13 August 2012

Covers

No. 1


No. 2


No. 3

"M" Cover Options by Alex Martin of powerHouse


I'm leaning towards No. 1. Which one do you like and why?


27 comments:

Jake said...

One for sure

Alice Olive said...

Number one. Very Mondrian. Somehow the black is the most dramatic and also the most simple/clean.

Pedro said...

I say number 2. If I was browsing a bookshelf, it would pop out at me, the others will blend in with their surroundings. Plus the asymmetry is attractive and interesting. Symmetry should be left to nature.

ADW said...

One looks good like this, but if I cover everything but the front cover, then I prefer two or three.

Anonymous said...

Exclude No. 2 as I don't see teal as a very trad color.

Trailer Trad said...

I like the Bauhaus influence found in all three covers. -But is that trad? I leave that to your sound judgment, Tin Tin.

LouB said...

Number one. The colors work better together than the other ones, and I also see your logo in it.

rt17 said...

#1 for me. Although I'm seeing it as navy, not black. Maybe it's my monitor...?

tintin said...

I like these alot. My color choice was priimary and echos one of the earliest posts where a navy and yellow bow tie was paired with a red butcher stripe shirt. It is navy and not black. Is it Trad? Come on, Trailer Trad ... Wait'll you see the slip case.

gentleman mac said...

2; It pops out more to me than the others and I don't like how one would have to open the book and lay it flat or hold it awkwardly open to see the entire "M".

Anonymous said...

number one only looks good when it is opened up. think about the point of purchase, when the book is on the table and how it looks. number 3 is the clear winner in that respect and would look even better if it were a V rather than a M

M.Lane said...

I go with 1. Because I like it best.

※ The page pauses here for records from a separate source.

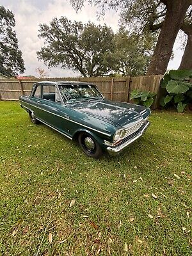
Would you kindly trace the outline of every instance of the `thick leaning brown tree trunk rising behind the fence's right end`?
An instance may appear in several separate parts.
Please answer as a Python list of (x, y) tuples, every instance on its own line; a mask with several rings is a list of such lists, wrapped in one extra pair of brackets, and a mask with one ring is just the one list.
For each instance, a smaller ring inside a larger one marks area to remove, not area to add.
[(166, 68), (172, 56), (175, 38), (179, 32), (191, 0), (163, 0), (166, 4), (166, 17), (157, 40), (156, 49), (147, 75), (159, 75), (166, 72)]

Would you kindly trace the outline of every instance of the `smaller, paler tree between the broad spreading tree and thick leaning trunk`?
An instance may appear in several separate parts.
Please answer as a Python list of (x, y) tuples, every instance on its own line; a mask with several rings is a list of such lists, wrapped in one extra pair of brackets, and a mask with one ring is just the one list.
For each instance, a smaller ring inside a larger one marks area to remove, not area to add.
[(115, 35), (114, 70), (123, 76), (146, 74), (154, 42), (154, 36), (151, 34), (138, 36), (136, 33), (130, 34), (120, 29)]

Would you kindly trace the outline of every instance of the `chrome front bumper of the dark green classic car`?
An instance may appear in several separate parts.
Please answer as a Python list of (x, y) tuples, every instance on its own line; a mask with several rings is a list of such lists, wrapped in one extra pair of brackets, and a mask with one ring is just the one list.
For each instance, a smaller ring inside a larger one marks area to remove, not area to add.
[(149, 125), (150, 125), (150, 122), (147, 121), (145, 126), (141, 129), (141, 131), (137, 132), (134, 137), (131, 137), (130, 140), (123, 142), (121, 145), (116, 147), (107, 147), (108, 153), (111, 156), (116, 156), (117, 154), (119, 154), (122, 150), (124, 150), (125, 147), (127, 147), (133, 141), (140, 138), (140, 136), (143, 134), (143, 132), (145, 132), (145, 130), (148, 128)]

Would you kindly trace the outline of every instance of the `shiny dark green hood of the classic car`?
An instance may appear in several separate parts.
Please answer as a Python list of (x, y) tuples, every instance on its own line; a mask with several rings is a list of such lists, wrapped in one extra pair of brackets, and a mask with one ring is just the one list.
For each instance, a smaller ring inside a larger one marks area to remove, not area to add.
[(71, 106), (72, 109), (94, 116), (106, 122), (113, 122), (125, 127), (132, 122), (137, 122), (150, 115), (150, 109), (135, 104), (115, 102), (109, 100), (90, 100), (78, 102)]

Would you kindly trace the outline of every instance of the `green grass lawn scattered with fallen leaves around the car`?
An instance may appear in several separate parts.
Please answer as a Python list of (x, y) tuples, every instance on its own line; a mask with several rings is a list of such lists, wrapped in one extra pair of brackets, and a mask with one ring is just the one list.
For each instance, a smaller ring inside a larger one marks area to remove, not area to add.
[(19, 102), (0, 117), (0, 255), (192, 254), (190, 113), (154, 111), (143, 137), (99, 160)]

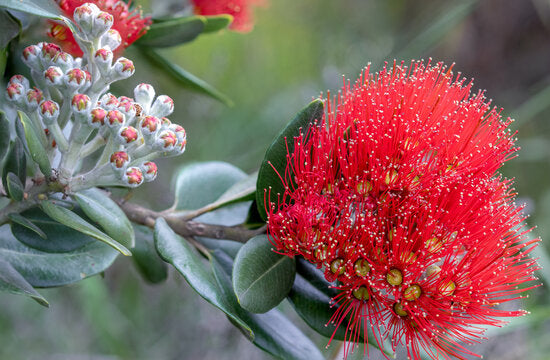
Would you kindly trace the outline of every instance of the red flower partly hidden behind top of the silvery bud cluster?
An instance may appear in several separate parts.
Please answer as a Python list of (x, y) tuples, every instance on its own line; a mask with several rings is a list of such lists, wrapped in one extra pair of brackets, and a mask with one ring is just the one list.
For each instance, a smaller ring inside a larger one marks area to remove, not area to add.
[[(113, 16), (112, 29), (118, 31), (122, 43), (115, 53), (120, 54), (122, 50), (130, 46), (147, 32), (151, 25), (151, 17), (142, 17), (139, 10), (130, 10), (129, 4), (119, 0), (58, 0), (59, 7), (70, 19), (73, 19), (74, 10), (86, 3), (95, 4), (100, 10)], [(65, 25), (51, 21), (48, 35), (57, 40), (63, 49), (74, 55), (82, 56), (82, 50), (78, 46), (72, 32)]]

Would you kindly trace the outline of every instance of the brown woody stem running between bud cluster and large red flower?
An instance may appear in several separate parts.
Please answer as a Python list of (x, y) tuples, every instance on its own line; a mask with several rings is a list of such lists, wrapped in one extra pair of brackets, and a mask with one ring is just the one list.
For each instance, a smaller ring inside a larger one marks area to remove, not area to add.
[(159, 213), (134, 203), (123, 202), (121, 200), (118, 200), (117, 203), (131, 221), (148, 227), (154, 227), (155, 220), (163, 217), (172, 230), (183, 237), (201, 236), (213, 239), (235, 240), (244, 243), (251, 237), (265, 232), (265, 227), (250, 230), (243, 226), (204, 224), (183, 220), (181, 217), (171, 215), (170, 213)]

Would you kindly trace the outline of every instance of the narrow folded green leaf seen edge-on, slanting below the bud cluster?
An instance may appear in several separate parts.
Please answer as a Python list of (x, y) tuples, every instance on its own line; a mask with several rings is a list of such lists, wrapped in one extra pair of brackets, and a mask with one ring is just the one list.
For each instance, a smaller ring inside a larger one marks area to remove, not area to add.
[(49, 200), (42, 201), (40, 203), (40, 207), (49, 217), (60, 222), (61, 224), (86, 235), (89, 235), (97, 240), (103, 241), (104, 243), (112, 246), (114, 249), (120, 251), (123, 255), (132, 255), (132, 253), (130, 253), (130, 251), (126, 247), (113, 240), (107, 234), (98, 230), (96, 227), (88, 223), (86, 220), (84, 220), (71, 210), (56, 205)]

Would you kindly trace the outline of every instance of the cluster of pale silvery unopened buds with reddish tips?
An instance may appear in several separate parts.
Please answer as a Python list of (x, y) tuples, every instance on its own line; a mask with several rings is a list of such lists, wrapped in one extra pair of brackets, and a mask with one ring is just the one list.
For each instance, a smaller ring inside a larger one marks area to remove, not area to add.
[(36, 87), (15, 75), (6, 96), (44, 130), (45, 151), (68, 191), (152, 181), (157, 166), (151, 160), (185, 150), (185, 130), (167, 118), (174, 102), (155, 97), (149, 84), (138, 85), (134, 98), (109, 93), (111, 83), (135, 72), (131, 60), (113, 55), (122, 42), (112, 29), (113, 16), (86, 3), (76, 8), (74, 21), (84, 56), (73, 57), (50, 43), (25, 48), (23, 61)]

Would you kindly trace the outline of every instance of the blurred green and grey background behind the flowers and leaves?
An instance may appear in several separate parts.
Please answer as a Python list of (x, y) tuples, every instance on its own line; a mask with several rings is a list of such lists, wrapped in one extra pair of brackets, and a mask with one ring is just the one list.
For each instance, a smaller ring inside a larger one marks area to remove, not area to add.
[[(136, 3), (156, 16), (181, 7), (176, 1)], [(137, 191), (141, 203), (170, 206), (172, 174), (192, 161), (224, 160), (247, 172), (256, 170), (271, 139), (300, 108), (320, 92), (336, 92), (343, 75), (354, 80), (369, 62), (377, 70), (393, 59), (433, 58), (455, 62), (456, 71), (475, 78), (476, 88), (486, 89), (505, 116), (517, 119), (513, 129), (519, 131), (522, 150), (503, 172), (515, 178), (518, 203), (526, 203), (532, 215), (529, 225), (538, 225), (534, 236), (550, 238), (548, 0), (271, 0), (268, 7), (257, 8), (256, 27), (249, 34), (204, 35), (162, 53), (235, 105), (182, 89), (135, 50), (127, 50), (137, 71), (117, 88), (125, 92), (118, 95), (131, 94), (138, 82), (153, 84), (157, 93), (174, 98), (171, 119), (188, 134), (184, 156), (159, 162), (158, 180)], [(542, 265), (546, 248), (536, 254)], [(550, 264), (541, 273), (550, 280), (545, 272)], [(148, 285), (128, 259), (117, 260), (104, 278), (41, 293), (50, 309), (0, 295), (0, 359), (270, 358), (183, 278), (171, 274), (167, 283)], [(547, 287), (532, 291), (524, 303), (533, 315), (493, 331), (474, 350), (486, 359), (548, 359)], [(312, 336), (324, 348), (327, 340)], [(378, 358), (375, 350), (371, 358)]]

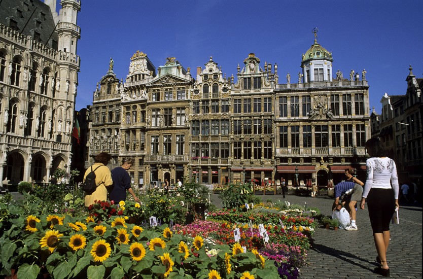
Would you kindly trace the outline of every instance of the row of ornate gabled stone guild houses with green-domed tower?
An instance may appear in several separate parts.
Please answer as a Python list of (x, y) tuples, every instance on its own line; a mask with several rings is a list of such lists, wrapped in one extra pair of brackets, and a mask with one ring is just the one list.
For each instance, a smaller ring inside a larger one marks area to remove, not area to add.
[[(137, 51), (125, 83), (109, 72), (94, 92), (90, 161), (101, 151), (133, 157), (133, 183), (205, 184), (285, 179), (328, 186), (350, 168), (364, 179), (370, 137), (366, 71), (333, 74), (332, 53), (314, 41), (298, 82), (254, 53), (226, 77), (212, 57), (196, 79), (174, 57), (155, 67)], [(333, 75), (336, 75), (334, 78)]]

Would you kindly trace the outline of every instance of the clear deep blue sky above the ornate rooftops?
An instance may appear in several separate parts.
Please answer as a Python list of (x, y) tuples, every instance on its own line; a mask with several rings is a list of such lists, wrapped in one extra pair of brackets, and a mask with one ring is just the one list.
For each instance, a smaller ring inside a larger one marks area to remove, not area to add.
[(227, 76), (254, 52), (278, 64), (279, 82), (289, 72), (296, 80), (301, 54), (318, 43), (332, 52), (333, 73), (365, 68), (370, 106), (381, 113), (380, 99), (405, 94), (409, 64), (423, 78), (423, 1), (139, 1), (82, 0), (78, 25), (81, 72), (76, 109), (92, 104), (97, 82), (114, 59), (119, 79), (128, 74), (130, 57), (147, 53), (158, 68), (174, 56), (191, 67), (209, 56)]

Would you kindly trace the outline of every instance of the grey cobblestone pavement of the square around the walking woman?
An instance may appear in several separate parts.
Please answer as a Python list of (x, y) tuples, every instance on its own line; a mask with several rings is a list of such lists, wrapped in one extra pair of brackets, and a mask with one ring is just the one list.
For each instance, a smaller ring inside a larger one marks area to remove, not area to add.
[[(263, 201), (289, 201), (318, 207), (322, 214), (330, 215), (333, 199), (287, 195), (259, 195)], [(219, 198), (212, 195), (214, 204)], [(219, 206), (220, 207), (220, 206)], [(400, 204), (400, 224), (391, 224), (391, 241), (387, 250), (387, 261), (393, 278), (421, 278), (421, 219), (422, 207)], [(357, 231), (318, 228), (314, 232), (314, 246), (308, 251), (307, 266), (301, 268), (301, 278), (382, 278), (373, 272), (377, 266), (376, 248), (370, 227), (367, 205), (358, 210)]]

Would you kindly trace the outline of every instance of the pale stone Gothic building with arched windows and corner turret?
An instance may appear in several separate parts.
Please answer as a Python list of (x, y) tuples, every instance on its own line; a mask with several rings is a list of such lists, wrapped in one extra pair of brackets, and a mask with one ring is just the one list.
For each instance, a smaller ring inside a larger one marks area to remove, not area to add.
[(0, 1), (0, 185), (69, 171), (80, 0)]

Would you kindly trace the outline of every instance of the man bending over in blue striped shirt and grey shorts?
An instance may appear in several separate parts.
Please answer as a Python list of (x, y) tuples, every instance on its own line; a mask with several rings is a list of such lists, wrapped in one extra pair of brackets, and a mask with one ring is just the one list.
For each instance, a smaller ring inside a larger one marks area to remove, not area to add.
[[(351, 191), (352, 190), (352, 191)], [(335, 185), (334, 188), (334, 196), (335, 201), (332, 205), (332, 210), (338, 205), (338, 204), (346, 204), (345, 208), (349, 213), (349, 217), (351, 219), (351, 223), (345, 228), (345, 230), (348, 231), (356, 231), (357, 224), (356, 224), (356, 204), (357, 201), (361, 200), (361, 196), (363, 194), (363, 187), (361, 185), (354, 183), (354, 182), (347, 182), (343, 181)], [(339, 198), (341, 201), (339, 201)]]

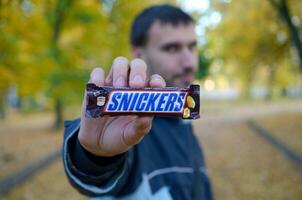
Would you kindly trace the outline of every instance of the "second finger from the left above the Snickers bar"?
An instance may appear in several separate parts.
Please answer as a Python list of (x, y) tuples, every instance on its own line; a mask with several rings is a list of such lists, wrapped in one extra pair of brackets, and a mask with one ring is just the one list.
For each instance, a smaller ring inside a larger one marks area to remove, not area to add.
[(125, 57), (117, 57), (112, 64), (112, 77), (114, 87), (126, 87), (128, 83), (129, 63)]

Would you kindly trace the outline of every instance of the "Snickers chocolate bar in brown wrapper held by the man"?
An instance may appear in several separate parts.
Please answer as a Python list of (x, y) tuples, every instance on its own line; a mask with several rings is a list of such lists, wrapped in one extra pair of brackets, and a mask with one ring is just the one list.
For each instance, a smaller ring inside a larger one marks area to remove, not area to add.
[(165, 115), (199, 118), (199, 85), (188, 88), (113, 88), (86, 85), (86, 117)]

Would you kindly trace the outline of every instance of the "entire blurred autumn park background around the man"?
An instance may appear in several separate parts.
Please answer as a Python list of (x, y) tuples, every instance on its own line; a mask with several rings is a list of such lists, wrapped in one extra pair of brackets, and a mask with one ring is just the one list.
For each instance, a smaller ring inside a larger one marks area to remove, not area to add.
[(87, 199), (57, 156), (63, 121), (93, 67), (131, 59), (131, 21), (155, 3), (196, 19), (216, 198), (302, 199), (301, 0), (0, 0), (0, 199)]

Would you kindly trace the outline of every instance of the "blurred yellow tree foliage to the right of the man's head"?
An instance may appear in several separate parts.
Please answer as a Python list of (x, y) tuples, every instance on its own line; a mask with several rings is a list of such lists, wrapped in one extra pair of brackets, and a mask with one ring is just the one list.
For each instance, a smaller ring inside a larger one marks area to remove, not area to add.
[(227, 75), (239, 80), (245, 96), (252, 85), (273, 88), (286, 74), (285, 87), (293, 79), (289, 33), (276, 20), (277, 12), (268, 1), (213, 1), (221, 14), (220, 23), (208, 31), (211, 54), (226, 68)]

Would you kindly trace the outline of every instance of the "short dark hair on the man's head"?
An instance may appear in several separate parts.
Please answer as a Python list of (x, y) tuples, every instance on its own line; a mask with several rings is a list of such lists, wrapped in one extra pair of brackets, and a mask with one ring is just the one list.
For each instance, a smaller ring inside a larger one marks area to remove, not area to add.
[(130, 34), (132, 46), (139, 47), (147, 43), (148, 31), (155, 21), (172, 24), (173, 26), (177, 26), (180, 23), (194, 23), (190, 15), (175, 6), (169, 4), (151, 6), (138, 14), (133, 21)]

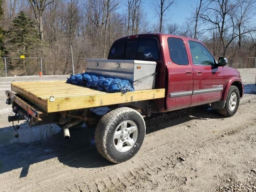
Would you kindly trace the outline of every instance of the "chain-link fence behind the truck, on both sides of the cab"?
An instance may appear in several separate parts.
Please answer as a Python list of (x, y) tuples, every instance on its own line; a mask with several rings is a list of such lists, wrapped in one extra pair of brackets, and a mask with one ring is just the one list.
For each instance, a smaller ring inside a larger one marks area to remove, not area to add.
[[(0, 58), (0, 76), (66, 75), (86, 70), (88, 58), (106, 58), (103, 48), (95, 46), (32, 46), (25, 58), (15, 53), (14, 57)], [(107, 48), (108, 50), (109, 48)], [(221, 50), (212, 50), (215, 58), (222, 56)], [(27, 57), (28, 55), (28, 57)], [(226, 51), (228, 66), (234, 68), (256, 68), (256, 50), (243, 49)]]

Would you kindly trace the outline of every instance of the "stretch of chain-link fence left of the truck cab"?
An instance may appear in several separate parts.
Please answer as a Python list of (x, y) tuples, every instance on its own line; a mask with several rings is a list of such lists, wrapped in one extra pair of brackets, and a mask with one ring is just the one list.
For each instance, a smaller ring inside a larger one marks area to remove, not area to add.
[[(32, 76), (39, 75), (39, 72), (42, 75), (82, 73), (86, 69), (86, 59), (104, 58), (103, 48), (88, 46), (86, 43), (81, 46), (29, 46), (26, 50), (27, 53), (24, 53), (15, 45), (8, 45), (10, 56), (0, 58), (1, 77)], [(25, 58), (20, 58), (20, 55)]]

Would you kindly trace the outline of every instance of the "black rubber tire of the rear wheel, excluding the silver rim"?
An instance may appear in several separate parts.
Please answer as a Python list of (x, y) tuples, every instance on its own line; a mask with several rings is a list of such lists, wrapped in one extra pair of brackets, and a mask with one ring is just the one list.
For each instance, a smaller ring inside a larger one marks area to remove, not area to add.
[[(131, 120), (138, 127), (138, 136), (134, 146), (126, 151), (119, 152), (114, 147), (113, 136), (118, 124)], [(146, 134), (146, 126), (143, 117), (132, 108), (121, 107), (106, 113), (95, 130), (95, 143), (98, 152), (113, 163), (121, 163), (129, 160), (140, 150)]]

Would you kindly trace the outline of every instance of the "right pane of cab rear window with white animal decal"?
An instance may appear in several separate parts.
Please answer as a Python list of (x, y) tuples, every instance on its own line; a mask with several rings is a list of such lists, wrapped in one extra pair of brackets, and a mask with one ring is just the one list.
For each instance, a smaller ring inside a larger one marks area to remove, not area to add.
[(158, 44), (156, 39), (140, 39), (137, 52), (138, 60), (159, 60)]

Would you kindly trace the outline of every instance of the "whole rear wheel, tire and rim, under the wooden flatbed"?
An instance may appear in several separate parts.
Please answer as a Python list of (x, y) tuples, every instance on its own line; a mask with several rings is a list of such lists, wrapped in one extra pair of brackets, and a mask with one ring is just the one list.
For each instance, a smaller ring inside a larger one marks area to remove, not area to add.
[(139, 112), (117, 108), (100, 119), (95, 130), (96, 148), (110, 162), (121, 163), (139, 151), (145, 134), (145, 122)]

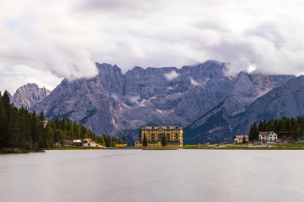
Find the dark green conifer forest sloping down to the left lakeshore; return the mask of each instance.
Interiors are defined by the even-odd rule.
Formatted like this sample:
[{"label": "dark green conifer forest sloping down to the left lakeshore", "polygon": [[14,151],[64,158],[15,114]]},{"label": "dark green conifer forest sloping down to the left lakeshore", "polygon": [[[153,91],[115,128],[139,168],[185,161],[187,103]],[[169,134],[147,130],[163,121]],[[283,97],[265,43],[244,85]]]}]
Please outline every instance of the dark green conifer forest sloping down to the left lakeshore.
[{"label": "dark green conifer forest sloping down to the left lakeshore", "polygon": [[66,140],[89,138],[106,147],[109,147],[111,142],[127,142],[126,137],[120,140],[104,134],[97,136],[91,130],[67,118],[46,120],[42,112],[37,115],[23,107],[18,109],[10,103],[7,91],[3,95],[0,92],[0,148],[40,150],[64,146]]}]

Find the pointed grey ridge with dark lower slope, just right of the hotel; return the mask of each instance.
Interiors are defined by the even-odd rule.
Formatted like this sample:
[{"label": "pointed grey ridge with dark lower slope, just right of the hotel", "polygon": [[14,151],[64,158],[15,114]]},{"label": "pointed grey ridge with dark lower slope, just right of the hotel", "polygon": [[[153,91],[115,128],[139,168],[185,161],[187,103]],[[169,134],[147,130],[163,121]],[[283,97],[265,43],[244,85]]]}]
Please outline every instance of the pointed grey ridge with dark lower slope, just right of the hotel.
[{"label": "pointed grey ridge with dark lower slope, just right of the hotel", "polygon": [[[195,143],[201,140],[217,140],[222,137],[231,138],[235,134],[247,134],[250,125],[254,121],[259,121],[259,118],[247,119],[247,115],[242,117],[241,114],[248,111],[257,98],[284,85],[291,78],[294,76],[269,76],[240,72],[234,87],[223,101],[185,128],[185,142]],[[270,118],[272,117],[270,116]],[[240,123],[244,126],[237,129]]]}]

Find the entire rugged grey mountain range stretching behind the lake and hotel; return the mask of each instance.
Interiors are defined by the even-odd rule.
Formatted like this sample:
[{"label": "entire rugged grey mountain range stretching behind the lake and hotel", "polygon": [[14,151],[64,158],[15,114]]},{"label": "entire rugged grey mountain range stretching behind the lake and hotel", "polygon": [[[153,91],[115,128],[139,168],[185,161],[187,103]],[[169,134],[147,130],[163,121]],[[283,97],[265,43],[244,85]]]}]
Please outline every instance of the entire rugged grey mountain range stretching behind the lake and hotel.
[{"label": "entire rugged grey mountain range stretching behind the lake and hotel", "polygon": [[96,77],[64,79],[51,93],[36,84],[22,86],[12,102],[129,140],[137,140],[144,125],[180,125],[185,143],[245,134],[254,121],[304,112],[303,76],[230,74],[216,61],[180,69],[136,66],[125,74],[117,65],[96,66]]}]

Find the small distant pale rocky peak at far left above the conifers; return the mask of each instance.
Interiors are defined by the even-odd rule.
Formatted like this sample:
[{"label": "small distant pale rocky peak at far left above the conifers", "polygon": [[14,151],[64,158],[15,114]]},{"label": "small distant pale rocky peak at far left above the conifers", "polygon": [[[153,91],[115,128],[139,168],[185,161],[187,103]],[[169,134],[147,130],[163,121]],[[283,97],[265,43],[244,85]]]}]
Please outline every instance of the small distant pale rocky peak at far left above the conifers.
[{"label": "small distant pale rocky peak at far left above the conifers", "polygon": [[35,83],[28,83],[16,91],[11,101],[17,108],[21,106],[30,108],[32,105],[44,100],[50,93],[51,91],[45,87],[39,88]]}]

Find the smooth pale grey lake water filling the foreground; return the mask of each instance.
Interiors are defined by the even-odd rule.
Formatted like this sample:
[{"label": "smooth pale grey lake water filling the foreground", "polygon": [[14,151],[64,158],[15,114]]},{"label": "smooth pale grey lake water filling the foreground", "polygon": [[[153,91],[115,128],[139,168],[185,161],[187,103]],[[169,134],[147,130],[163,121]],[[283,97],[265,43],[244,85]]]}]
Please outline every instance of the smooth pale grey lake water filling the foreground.
[{"label": "smooth pale grey lake water filling the foreground", "polygon": [[299,202],[303,150],[0,155],[1,202]]}]

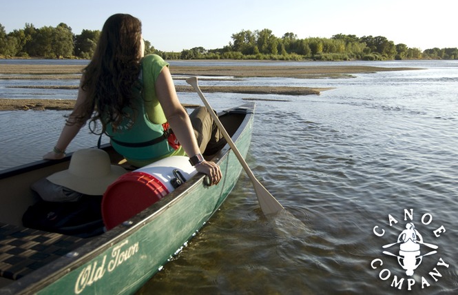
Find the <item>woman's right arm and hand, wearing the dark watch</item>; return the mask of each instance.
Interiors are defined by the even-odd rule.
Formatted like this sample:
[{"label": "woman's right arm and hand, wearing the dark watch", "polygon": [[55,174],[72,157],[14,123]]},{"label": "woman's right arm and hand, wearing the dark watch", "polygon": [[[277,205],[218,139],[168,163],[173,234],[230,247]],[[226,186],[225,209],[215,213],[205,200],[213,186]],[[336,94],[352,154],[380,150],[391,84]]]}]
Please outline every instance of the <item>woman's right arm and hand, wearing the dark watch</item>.
[{"label": "woman's right arm and hand, wearing the dark watch", "polygon": [[[180,144],[183,145],[186,154],[188,156],[200,154],[191,120],[185,108],[178,101],[174,81],[171,79],[171,74],[167,67],[163,68],[156,80],[156,95],[171,129],[174,130],[174,134]],[[222,177],[220,167],[214,162],[203,161],[196,165],[196,170],[207,174],[212,185],[216,185]]]}]

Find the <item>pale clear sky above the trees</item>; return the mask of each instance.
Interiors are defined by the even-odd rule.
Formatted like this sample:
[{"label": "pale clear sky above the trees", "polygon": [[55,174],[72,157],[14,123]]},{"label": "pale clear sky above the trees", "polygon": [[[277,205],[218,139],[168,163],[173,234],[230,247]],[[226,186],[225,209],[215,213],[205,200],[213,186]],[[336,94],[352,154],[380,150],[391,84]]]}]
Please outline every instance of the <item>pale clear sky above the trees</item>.
[{"label": "pale clear sky above the trees", "polygon": [[456,0],[14,0],[2,3],[6,32],[56,27],[74,34],[101,30],[115,13],[142,21],[143,38],[157,50],[181,52],[229,45],[242,30],[269,29],[276,37],[292,32],[299,39],[335,34],[382,36],[409,48],[458,48]]}]

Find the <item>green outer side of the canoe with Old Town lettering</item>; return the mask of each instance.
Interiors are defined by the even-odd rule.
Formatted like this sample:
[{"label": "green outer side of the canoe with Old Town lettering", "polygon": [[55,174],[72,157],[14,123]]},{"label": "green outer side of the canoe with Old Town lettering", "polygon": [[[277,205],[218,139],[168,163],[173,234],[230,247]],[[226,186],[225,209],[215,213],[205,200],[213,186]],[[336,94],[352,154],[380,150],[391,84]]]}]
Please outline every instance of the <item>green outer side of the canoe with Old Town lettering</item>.
[{"label": "green outer side of the canoe with Old Town lettering", "polygon": [[[251,142],[253,108],[233,135],[243,156]],[[228,146],[216,154],[223,178],[205,185],[198,174],[151,207],[1,291],[17,294],[132,294],[178,253],[225,201],[242,166]],[[40,269],[42,270],[42,269]]]}]

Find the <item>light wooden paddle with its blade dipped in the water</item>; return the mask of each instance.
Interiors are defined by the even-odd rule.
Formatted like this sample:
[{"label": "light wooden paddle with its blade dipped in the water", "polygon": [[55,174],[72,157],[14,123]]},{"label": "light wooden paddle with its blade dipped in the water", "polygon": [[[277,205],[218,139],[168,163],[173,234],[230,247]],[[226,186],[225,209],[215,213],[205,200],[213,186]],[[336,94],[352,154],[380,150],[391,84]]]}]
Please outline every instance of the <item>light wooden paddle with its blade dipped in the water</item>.
[{"label": "light wooden paddle with its blade dipped in the water", "polygon": [[245,172],[247,172],[247,175],[249,179],[251,180],[251,183],[253,183],[253,187],[256,192],[256,196],[258,197],[258,202],[259,202],[262,212],[265,215],[267,215],[267,214],[274,214],[274,213],[277,213],[283,210],[284,209],[283,206],[280,203],[278,203],[278,201],[271,195],[271,193],[268,192],[264,186],[262,186],[262,184],[258,181],[258,179],[256,179],[253,172],[251,172],[250,168],[248,167],[247,162],[245,162],[242,154],[240,154],[235,143],[233,143],[231,136],[229,136],[229,134],[225,130],[220,119],[218,119],[218,116],[215,114],[215,112],[209,105],[207,99],[205,99],[205,96],[202,93],[202,91],[200,91],[200,88],[197,82],[197,77],[189,77],[188,79],[186,79],[186,82],[189,85],[191,85],[194,88],[194,90],[196,90],[196,92],[199,94],[200,99],[202,99],[203,103],[205,104],[205,107],[207,108],[211,116],[213,117],[216,125],[218,125],[218,128],[220,128],[222,135],[225,136],[227,143],[229,143],[229,146],[231,147],[232,152],[237,156],[238,161],[240,162],[240,164],[242,164],[242,167],[245,170]]}]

And because Alice likes it. And I don't think I have ever disagreed with A.O. about anything.

ML
mlanesepic.blogspot.com

Oyster Guy said...

The spine on 1 with the white interrupted by the navy looks interesting as well. That would stand out a little more on a shelf.

Anonymous said...

No. 1
If you're going for a creative crop, at least keep the wonderful weight of the font intact. Seen on the shelf it's a strong graphic. Take it in hand, turn it over, and it's an interactive treat.
TM

Anonymous said...

One.

//REW said...

I think you need the full "M" on the front cover, and the color scheme of #3 seems the most classic.

I say #3.

Anonymous said...

Number 1 for sure. Navy is a strong colour, contrasts well wit the red and yellow.

No matter what you label it, trad or whatever, it's classy.

--Matthew

ann said...

If one was completely on the front cover it would be my pick, but it's not. Visually 2 and 3 are more interesting because your eye and your mind have to work a little harder to understand the image. (Am I right that the fold is the white?) The full M is visible on 2 & 3, but subtly. The color pops in all 3 images. Especially in 3 with the red against yellow. Your eye should go there immediately. So I say 3.

TRVS said...

The "M" looks like two suits holding hands, especially no.1 ~~ just an observation.
I favor no.3--love the colors (would make a great paisley tie).
~M.

Michael Rowe said...

#1, because the others are hard to look at after awhile, for some reason. Probably the colours.

KSB said...

Three. The blue is a bit overwhelming in One and I don't care much for the colors in Two.

Will there be a way to get autographed copies?

Jeff P. said...

Numero Uno

Anonymous said...

Looking at them again, i.e. as if the images were closed like a book would be on a display table, Three is sharp. There is a lot of support for number one since aesthetically it looks better open, but when you look at it closed (imagine it closed), three might is better.

--Matthew

Julia said...

One. Symmetry.

greatzamboni said...

2- clean, modern, startling, nice....
Zambo

Makaga said...

#1, just because the M at that cropped-scale also looks like a pattern for half a mens shirt.

Anonymous said...

#1 It reminds me of the best work of Peter Saville (factory Records, etc) and Mark Farrow (Pet Shop Boys, factory records) from the 1980's. As an Anglophile and Eightiesphile (OK, I think I just coined that one) this is the highest praise I have.